D.S. & DURGA: Perhaps the most dramatic place was climbing to the top of Slieve Guillon in County Armagh, Northern Ireland. We walked up into the clouds of rain and made our way up to a 3,000 year old burial cairn on top. A mile away on another peak is the mythical lake where Finn McCool was tricked into jumping in, turning his hair white forever. Pale Grey Mountain, Small Black Lake is this site.
ATLAS: What was your process of selecting the ingredients for HYLNDS? Each fragrance is so beautiful and each ingredient seems so meticulously selected. Did you have "ah-hah!" moments?
D.S. & DURGA: I smelled absolutely everything I could get my hands on—much to the amusement of the film crew I traveled with! I took notes and some samples with me. The ingredients are often accords built from materials that yield oils. I am trying to recreate what cannot always be extracted.
In terms of an "ah-hah!" moment, Finlaggan on Islay really surprised me. The castle ruins are dotted with such lush & sometimes tropical smelling flowers—gorse, meadowsweet, woodruff.
ATLAS: Is your interest in Nordic folklore, culture, and geography fairly recent? The region has always seemed to have a certain magic.
D.S. & DURGA: I’ve never been as deep into it as I am now, but it’s been there in the background of my life. I have Irish ancestry and Van Morrison was a big part of my childhood soundtrack. The Norse sagas are endless tools of inspiration.
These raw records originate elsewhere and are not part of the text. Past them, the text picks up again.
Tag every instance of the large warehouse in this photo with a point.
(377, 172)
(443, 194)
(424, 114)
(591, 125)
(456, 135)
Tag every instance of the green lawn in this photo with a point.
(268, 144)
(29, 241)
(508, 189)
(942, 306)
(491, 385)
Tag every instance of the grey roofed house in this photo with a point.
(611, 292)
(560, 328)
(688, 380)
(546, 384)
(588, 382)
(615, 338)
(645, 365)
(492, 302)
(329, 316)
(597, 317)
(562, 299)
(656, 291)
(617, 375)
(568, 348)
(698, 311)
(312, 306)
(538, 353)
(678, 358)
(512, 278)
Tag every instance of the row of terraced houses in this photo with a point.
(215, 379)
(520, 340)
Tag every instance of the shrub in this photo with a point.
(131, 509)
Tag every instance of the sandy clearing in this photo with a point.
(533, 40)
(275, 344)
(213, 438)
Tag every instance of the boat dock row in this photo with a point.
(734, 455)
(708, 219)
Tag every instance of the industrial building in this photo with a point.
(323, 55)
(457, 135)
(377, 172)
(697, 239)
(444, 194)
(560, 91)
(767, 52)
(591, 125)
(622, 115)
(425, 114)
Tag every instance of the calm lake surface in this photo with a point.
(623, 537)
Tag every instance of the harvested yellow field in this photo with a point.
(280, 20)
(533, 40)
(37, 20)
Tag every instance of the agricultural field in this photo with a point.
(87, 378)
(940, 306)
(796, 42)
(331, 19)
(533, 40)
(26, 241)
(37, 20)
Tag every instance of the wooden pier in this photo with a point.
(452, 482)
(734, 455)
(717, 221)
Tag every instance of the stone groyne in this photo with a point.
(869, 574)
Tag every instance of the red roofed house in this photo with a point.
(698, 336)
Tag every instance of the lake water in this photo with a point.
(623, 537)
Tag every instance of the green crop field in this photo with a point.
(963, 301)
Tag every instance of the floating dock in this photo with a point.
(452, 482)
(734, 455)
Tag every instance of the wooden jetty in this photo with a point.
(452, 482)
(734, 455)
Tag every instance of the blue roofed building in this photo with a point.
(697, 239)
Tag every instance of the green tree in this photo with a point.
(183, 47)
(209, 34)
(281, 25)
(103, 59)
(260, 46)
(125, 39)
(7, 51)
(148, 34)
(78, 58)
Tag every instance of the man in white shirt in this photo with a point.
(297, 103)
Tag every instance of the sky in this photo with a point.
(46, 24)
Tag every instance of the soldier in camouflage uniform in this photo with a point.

ATLAS: Your scents carry the whimsical ability of bringing together fantasy and the earthly familiars. Many times one can think of a region with mystical preconceptions of what it would feel like. Did the folklore and mysticism enhance your feelings while you were tangibly there?
D.S. & DURGA: The culture of myth is ingrained in the people and the lands in these countries. It’s in the names, customs, foods, holidays, etc. I think you can approach myth and mysticism in a real way without it sliding into the realm of “dorkiness.” The line gets greyer as I go on though. I may be in too deep.